To add clarity for industry-specific buyers, the policy now defines reserve prices for different grades of broken rice. For example:

  • 10% broken rice will have a reserve price of ₹3,090 per quintal.
  • 25% broken rice will be sold at ₹2,890 per quintal.

These figures include transportation costs, ensuring buyers have clear landed pricing. However, for wheat, transport expenses remain separate.


Balancing Surplus Stocks, Market Rates, and Food Security

The government’s updated OMSS policy addresses three critical priorities: managing surplus buffer stocks, stabilizing open market prices for essential staples, and supporting alternative uses like ethanol to reduce fossil fuel dependency.

By using older or lower-grade rice for ethanol production, the policy relieves storage pressure on FCI warehouses and prevents unnecessary wastage. It also indirectly helps stabilize grain prices in the domestic market by adjusting how and where surplus stock is deployed.


Why This Matters: Biofuel Push Meets Food Economy

India’s National Biofuel Policy sets ambitious blending targets, with ethanol playing a crucial role. Grain-based ethanol — especially from surplus rice and maize — has become an important part of this plan. It helps reduce the oil import bill, supports the rural economy, and aligns with India’s commitments to sustainable energy.

At the same time, the government must ensure that using food grains for industrial purposes does not affect domestic food security. By channeling only broken or lower-quality rice for ethanol and setting clear reserve prices for food-grade stocks, the new OMSS policy tries to strike this delicate balance.


The Role of Cooperatives: Trust and Accessibility

The ‘Bharat’ brand, managed by cooperatives like NAFED, NCCF, and Kendriya Bhandar, plays a vital role in making reasonably priced staples accessible to millions.

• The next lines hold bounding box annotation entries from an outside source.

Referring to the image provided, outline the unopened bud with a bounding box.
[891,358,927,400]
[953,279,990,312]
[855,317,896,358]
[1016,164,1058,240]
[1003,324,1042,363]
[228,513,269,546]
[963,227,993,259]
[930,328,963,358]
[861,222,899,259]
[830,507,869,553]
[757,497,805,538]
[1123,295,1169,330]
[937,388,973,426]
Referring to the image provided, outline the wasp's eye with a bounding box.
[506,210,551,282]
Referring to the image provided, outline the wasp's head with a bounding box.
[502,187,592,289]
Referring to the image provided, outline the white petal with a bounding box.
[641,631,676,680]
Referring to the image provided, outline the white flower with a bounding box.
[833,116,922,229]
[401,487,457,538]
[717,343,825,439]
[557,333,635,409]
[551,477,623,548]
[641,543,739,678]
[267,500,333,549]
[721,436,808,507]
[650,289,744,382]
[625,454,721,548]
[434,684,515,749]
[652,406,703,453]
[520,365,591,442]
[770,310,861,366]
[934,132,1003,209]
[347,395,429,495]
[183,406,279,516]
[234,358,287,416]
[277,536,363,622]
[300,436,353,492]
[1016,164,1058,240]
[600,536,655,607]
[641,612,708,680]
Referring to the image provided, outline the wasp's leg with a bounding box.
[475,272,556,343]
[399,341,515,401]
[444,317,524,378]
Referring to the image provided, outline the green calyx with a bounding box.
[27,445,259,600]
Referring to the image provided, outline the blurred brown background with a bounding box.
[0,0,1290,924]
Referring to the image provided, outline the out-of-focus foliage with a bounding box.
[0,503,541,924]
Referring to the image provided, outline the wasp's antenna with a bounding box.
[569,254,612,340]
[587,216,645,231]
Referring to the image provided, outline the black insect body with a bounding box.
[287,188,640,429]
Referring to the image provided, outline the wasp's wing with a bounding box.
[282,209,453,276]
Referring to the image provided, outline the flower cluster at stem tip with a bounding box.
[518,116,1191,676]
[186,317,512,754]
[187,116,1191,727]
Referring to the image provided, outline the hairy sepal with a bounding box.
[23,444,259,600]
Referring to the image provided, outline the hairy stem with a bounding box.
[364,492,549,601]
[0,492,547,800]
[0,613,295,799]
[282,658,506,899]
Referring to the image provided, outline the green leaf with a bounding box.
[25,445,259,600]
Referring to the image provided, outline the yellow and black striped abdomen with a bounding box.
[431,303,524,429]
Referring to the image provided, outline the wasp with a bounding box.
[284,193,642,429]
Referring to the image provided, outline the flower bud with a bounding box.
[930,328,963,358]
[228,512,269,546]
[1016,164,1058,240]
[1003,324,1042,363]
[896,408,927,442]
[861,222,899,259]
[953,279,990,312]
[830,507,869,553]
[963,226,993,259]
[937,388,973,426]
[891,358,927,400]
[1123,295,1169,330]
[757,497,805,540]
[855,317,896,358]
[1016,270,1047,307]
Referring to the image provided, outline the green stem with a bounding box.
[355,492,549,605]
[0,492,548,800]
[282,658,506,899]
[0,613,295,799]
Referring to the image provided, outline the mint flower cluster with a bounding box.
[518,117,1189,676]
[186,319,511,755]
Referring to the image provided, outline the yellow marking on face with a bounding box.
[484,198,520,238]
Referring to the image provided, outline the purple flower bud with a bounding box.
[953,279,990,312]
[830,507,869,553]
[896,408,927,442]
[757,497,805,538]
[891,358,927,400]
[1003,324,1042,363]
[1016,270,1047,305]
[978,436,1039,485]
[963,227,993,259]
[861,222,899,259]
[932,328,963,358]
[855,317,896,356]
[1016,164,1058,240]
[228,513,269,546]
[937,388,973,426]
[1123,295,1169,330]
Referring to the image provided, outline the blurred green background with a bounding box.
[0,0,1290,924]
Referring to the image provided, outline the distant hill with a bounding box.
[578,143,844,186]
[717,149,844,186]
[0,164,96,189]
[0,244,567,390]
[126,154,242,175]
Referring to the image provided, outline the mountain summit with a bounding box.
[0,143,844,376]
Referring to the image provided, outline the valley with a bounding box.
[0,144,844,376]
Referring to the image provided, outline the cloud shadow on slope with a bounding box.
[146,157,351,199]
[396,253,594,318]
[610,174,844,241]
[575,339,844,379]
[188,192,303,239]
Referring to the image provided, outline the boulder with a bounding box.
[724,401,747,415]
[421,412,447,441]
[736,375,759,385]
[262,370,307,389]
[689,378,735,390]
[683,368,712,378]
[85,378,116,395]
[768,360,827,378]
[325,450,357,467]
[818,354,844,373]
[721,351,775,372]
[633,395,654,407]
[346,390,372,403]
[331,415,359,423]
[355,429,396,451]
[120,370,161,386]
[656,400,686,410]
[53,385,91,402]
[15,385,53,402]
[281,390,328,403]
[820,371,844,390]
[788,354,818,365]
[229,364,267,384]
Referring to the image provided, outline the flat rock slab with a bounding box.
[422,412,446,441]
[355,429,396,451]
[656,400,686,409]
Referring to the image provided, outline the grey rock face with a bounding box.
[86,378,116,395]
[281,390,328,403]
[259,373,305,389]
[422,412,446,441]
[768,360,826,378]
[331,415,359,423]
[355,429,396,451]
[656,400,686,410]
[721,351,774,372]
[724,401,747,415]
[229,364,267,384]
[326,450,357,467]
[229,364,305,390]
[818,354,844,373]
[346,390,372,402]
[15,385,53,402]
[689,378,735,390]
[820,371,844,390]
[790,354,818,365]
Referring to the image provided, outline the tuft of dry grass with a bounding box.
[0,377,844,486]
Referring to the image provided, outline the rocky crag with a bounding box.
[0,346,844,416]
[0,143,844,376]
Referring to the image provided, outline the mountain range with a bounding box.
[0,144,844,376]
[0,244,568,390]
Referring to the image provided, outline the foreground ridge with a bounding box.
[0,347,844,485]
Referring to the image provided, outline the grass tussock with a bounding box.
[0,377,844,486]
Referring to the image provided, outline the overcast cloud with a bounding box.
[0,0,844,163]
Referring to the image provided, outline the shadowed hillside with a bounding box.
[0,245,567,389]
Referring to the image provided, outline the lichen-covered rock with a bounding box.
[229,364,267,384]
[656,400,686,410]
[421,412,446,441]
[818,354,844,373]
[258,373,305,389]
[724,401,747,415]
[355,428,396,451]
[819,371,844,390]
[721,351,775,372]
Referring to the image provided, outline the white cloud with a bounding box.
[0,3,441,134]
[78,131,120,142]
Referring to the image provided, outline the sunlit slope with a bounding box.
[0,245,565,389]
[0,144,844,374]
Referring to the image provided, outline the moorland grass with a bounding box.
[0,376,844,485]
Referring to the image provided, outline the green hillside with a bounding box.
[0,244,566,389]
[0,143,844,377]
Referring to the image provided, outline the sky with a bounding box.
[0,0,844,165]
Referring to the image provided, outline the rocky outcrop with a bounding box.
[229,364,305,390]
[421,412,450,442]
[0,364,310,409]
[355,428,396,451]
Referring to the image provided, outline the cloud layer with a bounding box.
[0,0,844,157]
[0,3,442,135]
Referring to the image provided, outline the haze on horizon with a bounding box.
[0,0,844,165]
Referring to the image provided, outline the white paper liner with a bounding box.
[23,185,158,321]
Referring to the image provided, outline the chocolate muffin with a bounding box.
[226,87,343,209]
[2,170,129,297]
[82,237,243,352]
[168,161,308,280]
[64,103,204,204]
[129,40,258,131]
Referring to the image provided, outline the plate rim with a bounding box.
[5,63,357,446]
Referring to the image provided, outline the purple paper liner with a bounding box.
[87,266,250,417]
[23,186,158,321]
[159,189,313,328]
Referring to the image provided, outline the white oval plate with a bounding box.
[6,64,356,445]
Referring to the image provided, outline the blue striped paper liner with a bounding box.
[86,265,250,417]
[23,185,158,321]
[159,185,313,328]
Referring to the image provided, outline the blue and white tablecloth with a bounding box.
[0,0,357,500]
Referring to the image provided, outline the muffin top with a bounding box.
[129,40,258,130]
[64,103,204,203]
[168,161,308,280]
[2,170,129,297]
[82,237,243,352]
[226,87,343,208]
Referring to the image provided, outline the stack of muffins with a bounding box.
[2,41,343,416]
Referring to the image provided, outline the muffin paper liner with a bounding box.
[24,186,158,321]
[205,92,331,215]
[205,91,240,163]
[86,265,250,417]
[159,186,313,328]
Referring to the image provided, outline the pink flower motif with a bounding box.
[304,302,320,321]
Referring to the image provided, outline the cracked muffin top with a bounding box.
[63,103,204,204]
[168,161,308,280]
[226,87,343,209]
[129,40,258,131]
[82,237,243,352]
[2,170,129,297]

By restricting this branding exclusively to approved cooperatives, the government aims to prevent misuse, price manipulation, and counterfeit branding in the retail market.

This system allows consumers to buy rice at stable, controlled rates while ensuring that margins go to trusted cooperatives that reinvest in farmer welfare and rural infrastructure.


Challenges Ahead

While the policy has clear intentions, its success will depend on smooth implementation. Ensuring that private traders do not misuse broken rice channels, maintaining quality standards for ethanol rice, and monitoring that only eligible cooperatives use the ‘Bharat’ label are all important factors.

Additionally, the removal of the ₹200-per-quintal subsidy after June 2026 may require cooperatives to adjust their pricing or operational efficiency to keep ‘Bharat’ rice affordable.


How Farmers Benefit

Farmers stand to gain indirectly through steady demand for surplus grains, improved price realization for older stocks, and additional income streams if broken rice fetches fair industrial rates. The increased reserve price for wheat will also give wheat growers confidence that minimum prices remain aligned with their input costs.


A Structured Policy for a Stable Future

Overall, the new OMSS policy provides a clearer, more transparent framework for food grain sales in India’s open market. It supports multiple objectives:

  • Easing warehouse stock burden.
  • Stabilizing open market grain prices.
  • Supporting India’s ethanol blending roadmap.
  • Protecting the integrity of the ‘Bharat’ brand.
  • Offering clear, fair pricing structures for various buyer groups.
  • Ensuring that surplus or substandard rice is put to productive use.

Conclusion

India’s food grain supply chains are complex, balancing farmer welfare, consumer needs, export targets, and now, green fuel ambitions. The updated OMSS policy is an example of how the government is trying to align traditional agriculture with modern sustainability goals.

By combining robust oversight, modern pricing, industrial linkages, and trusted cooperatives, the policy aims to build a resilient, flexible system that keeps India’s granaries stocked, farmers secure, and consumers supplied — while also helping the country shift towards cleaner, domestic energy.

The success of this policy will depend on collaboration among FCI, ethanol producers, cooperatives, millers, state governments, and millions of farmers across the country. If implemented effectively, it promises to keep India’s food economy strong and its green fuel ambitions on track.